Bundespolizei ermittelt nach heimlichen Toiletten-Fotos am Braunschweiger Hauptbahnhof

Schwarz-weiß-Foto einer öffentlichen Toilette mit einer Reihe von Waschbecken, Wasserhähnen, Wänden, Türen, Fenstern und einem gefliesten Boden, mit verschiedenen Gegenständen, die herumliegen.

Frauen heimlich in Toilette fotografiert - Festnahme - Bundespolizei ermittelt nach heimlichen Toiletten-Fotos am Braunschweiger Hauptbahnhof

Ein 36-jähriger Mann wird von der deutschen Bundespolizei ermittelt, nachdem er angeblich im Toilettenbereich des Braunschweiger Hauptbahnhofs heimlich Fotos von zwei Frauen gemacht haben soll.
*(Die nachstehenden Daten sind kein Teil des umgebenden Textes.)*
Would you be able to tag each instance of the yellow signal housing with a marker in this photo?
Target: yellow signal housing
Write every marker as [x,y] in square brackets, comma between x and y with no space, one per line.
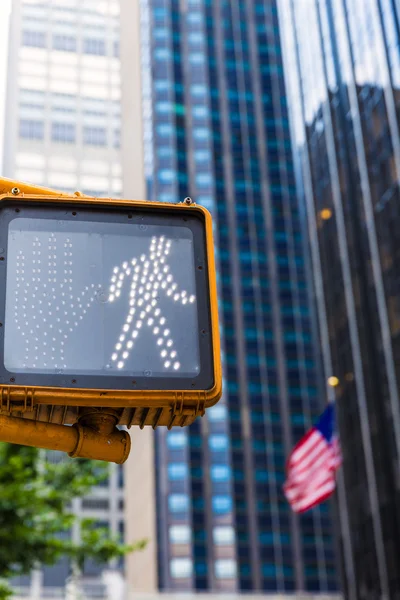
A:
[38,400]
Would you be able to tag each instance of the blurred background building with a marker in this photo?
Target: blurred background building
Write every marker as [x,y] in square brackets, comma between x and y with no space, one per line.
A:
[62,124]
[216,128]
[62,129]
[344,72]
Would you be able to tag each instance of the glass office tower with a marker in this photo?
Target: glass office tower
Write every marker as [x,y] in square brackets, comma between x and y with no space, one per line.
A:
[344,73]
[216,128]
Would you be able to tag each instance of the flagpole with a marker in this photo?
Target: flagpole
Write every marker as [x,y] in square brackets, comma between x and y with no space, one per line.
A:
[342,515]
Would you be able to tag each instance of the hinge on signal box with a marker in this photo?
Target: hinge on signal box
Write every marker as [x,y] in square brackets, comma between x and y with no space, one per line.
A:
[8,404]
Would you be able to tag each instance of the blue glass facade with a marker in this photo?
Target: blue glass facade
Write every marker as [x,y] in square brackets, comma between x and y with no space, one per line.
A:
[217,129]
[344,76]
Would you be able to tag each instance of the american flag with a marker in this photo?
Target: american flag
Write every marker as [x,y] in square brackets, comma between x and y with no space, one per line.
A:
[312,465]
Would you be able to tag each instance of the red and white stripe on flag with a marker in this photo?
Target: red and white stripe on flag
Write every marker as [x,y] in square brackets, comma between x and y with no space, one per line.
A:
[311,470]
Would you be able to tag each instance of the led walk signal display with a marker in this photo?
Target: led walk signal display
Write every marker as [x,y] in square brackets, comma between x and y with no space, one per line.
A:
[100,301]
[107,299]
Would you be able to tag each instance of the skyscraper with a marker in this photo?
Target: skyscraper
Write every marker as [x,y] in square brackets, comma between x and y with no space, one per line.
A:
[216,128]
[345,78]
[62,129]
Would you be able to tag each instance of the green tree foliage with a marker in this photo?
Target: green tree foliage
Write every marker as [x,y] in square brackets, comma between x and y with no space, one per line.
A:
[36,516]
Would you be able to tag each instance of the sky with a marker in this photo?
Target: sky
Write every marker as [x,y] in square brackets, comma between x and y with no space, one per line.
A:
[5,6]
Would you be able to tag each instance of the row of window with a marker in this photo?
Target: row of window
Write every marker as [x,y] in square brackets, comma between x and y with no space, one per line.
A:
[182,534]
[66,133]
[217,442]
[182,568]
[179,472]
[179,503]
[68,43]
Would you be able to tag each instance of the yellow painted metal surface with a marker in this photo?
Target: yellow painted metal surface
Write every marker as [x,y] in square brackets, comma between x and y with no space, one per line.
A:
[140,407]
[79,441]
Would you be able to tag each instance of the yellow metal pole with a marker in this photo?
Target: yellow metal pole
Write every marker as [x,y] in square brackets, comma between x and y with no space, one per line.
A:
[79,441]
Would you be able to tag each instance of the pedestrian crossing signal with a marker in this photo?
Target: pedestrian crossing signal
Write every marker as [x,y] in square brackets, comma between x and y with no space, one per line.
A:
[108,303]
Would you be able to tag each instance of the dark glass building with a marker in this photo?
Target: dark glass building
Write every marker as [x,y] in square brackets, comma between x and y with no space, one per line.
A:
[217,129]
[345,86]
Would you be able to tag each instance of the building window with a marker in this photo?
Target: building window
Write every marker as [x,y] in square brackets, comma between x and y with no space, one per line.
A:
[218,442]
[37,39]
[95,504]
[31,129]
[120,477]
[94,46]
[94,136]
[225,568]
[224,535]
[178,503]
[220,473]
[218,412]
[177,471]
[221,504]
[67,43]
[180,534]
[63,132]
[181,568]
[176,439]
[117,138]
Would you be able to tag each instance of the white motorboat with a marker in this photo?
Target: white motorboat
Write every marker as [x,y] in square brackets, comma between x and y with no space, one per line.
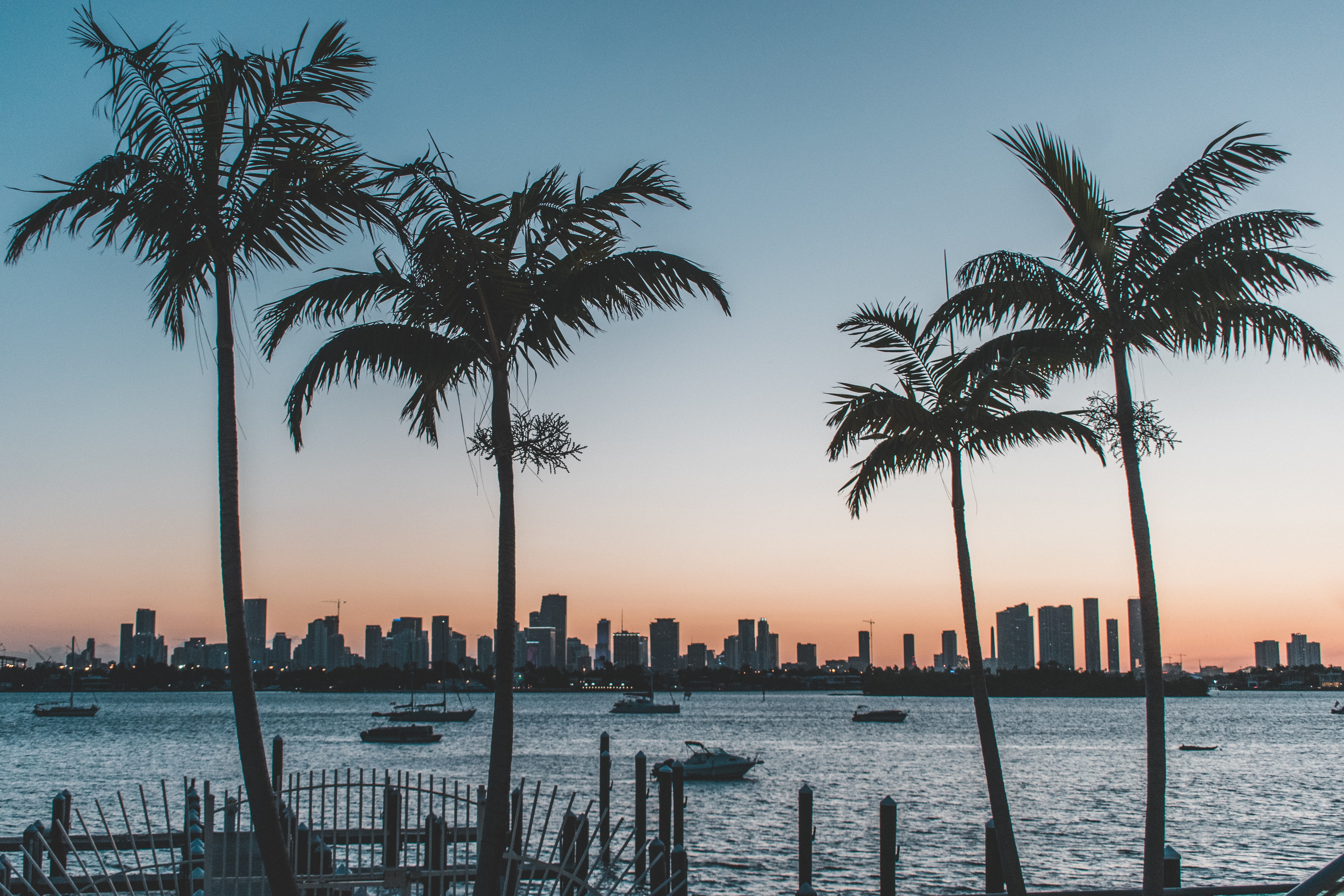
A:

Die Beamten nahmen den Verdächtigen später fest und beschlagnahmten sein Handy sowie einen ausziehbaren Schlagstock.

Der Vorfall nahm seinen Lauf, als eines der Opfer das verdächtige Verhalten des Mannes bemerkte und die Polizei alarmierte. Die Beamten nahmen ihn vorläufig fest und durchsuchten ihn – dabei fanden sie ein Mobiltelefon und einen verbotenen Schlagstock.
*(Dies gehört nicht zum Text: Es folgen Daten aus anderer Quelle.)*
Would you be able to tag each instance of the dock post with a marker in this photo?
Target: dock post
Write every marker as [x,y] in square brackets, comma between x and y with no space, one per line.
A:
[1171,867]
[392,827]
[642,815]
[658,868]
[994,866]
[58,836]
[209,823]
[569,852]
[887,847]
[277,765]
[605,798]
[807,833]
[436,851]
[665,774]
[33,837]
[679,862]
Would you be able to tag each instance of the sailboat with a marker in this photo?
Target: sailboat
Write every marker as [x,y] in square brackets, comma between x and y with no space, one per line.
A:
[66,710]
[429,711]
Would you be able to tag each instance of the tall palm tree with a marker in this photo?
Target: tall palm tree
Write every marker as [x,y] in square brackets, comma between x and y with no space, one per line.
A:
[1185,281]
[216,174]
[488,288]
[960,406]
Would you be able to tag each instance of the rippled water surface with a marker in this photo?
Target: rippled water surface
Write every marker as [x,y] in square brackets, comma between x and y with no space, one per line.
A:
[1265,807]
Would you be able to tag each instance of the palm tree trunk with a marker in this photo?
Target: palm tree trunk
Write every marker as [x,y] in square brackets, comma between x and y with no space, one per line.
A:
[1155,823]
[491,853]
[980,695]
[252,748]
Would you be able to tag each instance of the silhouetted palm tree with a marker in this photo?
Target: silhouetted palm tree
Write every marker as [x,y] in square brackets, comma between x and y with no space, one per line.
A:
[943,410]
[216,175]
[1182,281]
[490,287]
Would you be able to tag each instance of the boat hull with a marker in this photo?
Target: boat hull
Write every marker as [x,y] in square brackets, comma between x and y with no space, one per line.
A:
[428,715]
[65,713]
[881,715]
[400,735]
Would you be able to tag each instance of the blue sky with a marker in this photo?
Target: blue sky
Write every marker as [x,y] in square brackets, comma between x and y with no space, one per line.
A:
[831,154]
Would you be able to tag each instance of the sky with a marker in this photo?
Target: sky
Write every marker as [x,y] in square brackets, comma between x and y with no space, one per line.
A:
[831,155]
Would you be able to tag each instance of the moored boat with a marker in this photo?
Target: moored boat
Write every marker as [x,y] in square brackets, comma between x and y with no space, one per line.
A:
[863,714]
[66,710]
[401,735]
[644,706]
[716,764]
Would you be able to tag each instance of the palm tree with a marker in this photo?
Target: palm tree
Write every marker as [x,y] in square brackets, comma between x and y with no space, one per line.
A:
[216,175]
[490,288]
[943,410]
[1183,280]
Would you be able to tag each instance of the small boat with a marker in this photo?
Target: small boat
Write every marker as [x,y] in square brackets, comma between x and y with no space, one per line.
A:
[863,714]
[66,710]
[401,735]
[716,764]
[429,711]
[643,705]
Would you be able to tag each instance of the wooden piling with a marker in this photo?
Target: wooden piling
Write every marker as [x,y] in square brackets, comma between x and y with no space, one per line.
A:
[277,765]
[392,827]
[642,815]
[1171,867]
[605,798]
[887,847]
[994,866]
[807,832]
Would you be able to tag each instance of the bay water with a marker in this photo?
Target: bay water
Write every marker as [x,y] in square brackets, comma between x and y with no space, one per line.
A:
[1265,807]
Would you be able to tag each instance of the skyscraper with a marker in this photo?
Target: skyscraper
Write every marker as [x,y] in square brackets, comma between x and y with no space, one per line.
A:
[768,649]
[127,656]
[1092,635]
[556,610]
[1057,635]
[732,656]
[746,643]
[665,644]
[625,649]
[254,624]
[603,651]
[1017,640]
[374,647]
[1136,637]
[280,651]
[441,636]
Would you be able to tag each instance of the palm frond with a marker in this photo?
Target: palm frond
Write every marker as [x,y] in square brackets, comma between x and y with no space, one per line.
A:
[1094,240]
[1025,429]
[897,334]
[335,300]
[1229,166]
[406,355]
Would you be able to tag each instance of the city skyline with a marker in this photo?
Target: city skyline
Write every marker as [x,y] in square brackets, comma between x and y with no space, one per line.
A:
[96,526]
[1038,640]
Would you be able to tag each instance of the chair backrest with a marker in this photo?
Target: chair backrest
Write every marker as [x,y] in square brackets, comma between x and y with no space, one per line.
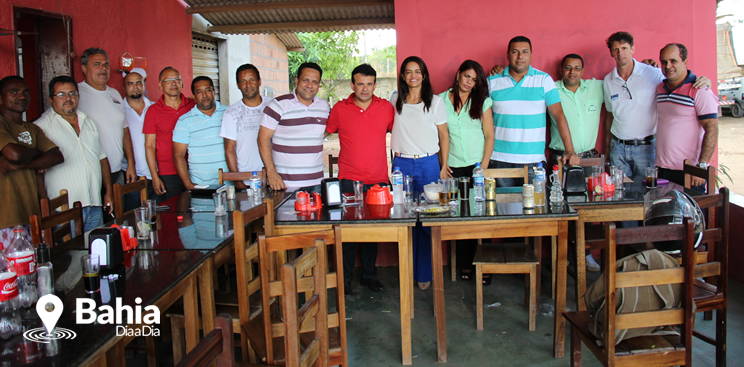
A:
[121,190]
[42,227]
[217,346]
[522,173]
[614,280]
[708,174]
[268,248]
[331,161]
[316,307]
[239,176]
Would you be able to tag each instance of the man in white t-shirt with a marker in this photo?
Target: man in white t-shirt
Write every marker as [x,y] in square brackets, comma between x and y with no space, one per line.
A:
[241,123]
[104,105]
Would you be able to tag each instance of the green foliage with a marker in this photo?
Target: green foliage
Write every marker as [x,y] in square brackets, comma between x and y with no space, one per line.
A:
[333,51]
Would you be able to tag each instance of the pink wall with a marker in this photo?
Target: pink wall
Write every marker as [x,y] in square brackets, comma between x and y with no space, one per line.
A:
[445,33]
[158,30]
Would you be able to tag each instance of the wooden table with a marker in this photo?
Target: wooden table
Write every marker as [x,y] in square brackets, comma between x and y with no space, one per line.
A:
[502,218]
[365,225]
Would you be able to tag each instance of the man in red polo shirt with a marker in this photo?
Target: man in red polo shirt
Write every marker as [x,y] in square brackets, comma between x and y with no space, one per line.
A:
[158,127]
[362,122]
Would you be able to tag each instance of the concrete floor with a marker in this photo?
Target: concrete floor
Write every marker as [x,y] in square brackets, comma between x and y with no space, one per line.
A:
[374,326]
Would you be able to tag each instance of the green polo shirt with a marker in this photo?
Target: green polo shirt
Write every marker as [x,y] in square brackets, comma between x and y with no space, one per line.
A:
[582,113]
[467,141]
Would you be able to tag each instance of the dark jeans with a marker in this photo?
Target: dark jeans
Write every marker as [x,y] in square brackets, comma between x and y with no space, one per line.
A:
[678,177]
[367,251]
[173,187]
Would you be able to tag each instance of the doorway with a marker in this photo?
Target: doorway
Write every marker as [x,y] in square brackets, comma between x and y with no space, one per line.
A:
[43,46]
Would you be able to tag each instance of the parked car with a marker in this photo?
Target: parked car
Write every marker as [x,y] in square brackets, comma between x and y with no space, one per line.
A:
[731,96]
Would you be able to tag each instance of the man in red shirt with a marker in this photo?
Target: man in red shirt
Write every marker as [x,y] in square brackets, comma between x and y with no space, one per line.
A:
[362,122]
[158,127]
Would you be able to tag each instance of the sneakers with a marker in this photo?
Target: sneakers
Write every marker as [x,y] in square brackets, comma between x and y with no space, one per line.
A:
[591,265]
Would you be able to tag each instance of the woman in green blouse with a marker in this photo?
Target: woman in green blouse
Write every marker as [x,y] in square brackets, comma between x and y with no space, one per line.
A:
[470,126]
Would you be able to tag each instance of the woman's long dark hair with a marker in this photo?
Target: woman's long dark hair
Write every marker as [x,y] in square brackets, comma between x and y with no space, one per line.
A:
[478,94]
[426,91]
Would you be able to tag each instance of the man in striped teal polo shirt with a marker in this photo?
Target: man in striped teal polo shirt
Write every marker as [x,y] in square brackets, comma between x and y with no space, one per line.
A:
[198,132]
[520,97]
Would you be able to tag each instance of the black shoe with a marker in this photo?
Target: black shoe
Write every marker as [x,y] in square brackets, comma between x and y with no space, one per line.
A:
[373,284]
[347,290]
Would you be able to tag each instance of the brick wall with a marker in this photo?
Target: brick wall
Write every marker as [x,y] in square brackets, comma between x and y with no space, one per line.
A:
[269,55]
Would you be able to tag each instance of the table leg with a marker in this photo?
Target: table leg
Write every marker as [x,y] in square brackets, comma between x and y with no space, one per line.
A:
[206,293]
[191,312]
[560,296]
[438,269]
[580,264]
[406,294]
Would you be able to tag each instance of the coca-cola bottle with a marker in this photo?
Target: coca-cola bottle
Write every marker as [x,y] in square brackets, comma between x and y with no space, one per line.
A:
[10,320]
[20,255]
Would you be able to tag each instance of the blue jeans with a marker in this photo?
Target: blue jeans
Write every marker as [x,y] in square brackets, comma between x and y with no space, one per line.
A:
[511,182]
[633,159]
[424,171]
[92,218]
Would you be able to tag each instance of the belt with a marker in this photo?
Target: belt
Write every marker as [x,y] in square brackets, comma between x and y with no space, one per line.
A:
[414,156]
[645,141]
[586,154]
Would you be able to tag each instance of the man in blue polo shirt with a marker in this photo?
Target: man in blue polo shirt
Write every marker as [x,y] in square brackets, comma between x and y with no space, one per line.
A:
[198,132]
[520,96]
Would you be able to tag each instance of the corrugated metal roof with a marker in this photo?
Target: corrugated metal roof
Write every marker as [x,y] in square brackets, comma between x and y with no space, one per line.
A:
[289,16]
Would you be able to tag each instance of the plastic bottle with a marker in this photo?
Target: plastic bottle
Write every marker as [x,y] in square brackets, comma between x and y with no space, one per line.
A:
[398,195]
[20,255]
[255,183]
[10,319]
[479,188]
[44,270]
[539,183]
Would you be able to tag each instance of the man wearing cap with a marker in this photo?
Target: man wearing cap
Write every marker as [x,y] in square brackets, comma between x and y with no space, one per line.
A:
[104,105]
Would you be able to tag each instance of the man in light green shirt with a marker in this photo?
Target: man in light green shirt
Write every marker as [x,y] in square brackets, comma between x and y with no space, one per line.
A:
[582,103]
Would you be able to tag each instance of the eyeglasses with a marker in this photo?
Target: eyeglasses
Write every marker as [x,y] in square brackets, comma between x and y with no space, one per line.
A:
[625,86]
[72,94]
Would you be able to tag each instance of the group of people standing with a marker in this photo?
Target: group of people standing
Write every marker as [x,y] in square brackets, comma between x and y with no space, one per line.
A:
[91,138]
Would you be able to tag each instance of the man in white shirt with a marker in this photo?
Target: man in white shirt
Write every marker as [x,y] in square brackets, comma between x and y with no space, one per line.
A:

Dem Beschuldigten wird vorgeworfen, mit seinem Handy eine 18-Jährige und eine 47-Jährige ohne deren Einwilligung fotografiert zu haben. Die Behörden haben ein Strafverfahren wegen Verletzung der persönlichen Privatsphäre und unerlaubten Waffenbesitzes eingeleitet.

Der Fall reiht sich in eine Serie ähnlicher Vorfälle in ganz Deutschland ein. In den vergangenen zwei Jahren wurden zwölf vergleichbare Straftaten registriert, bei denen unbefugt Personen in öffentlichen Toiletten von Bahnhöfen fotografiert wurden. Die meisten Fälle ereigneten sich in Großstädten, darunter fünf in Berlin, drei in München und zwei in Hamburg.

Der Mann bleibt weiterhin wegen des Verdachts auf Verletzung der Privatsphäre und Waffenvergehen in Untersuchung. Die Bundespolizei wertet weiterhin die Beweismittel aus, darunter das beschlagnahmte Handy. Der Fall unterstreicht die anhaltenden Bedenken hinsichtlich illegaler Überwachung in öffentlichen Einrichtungen.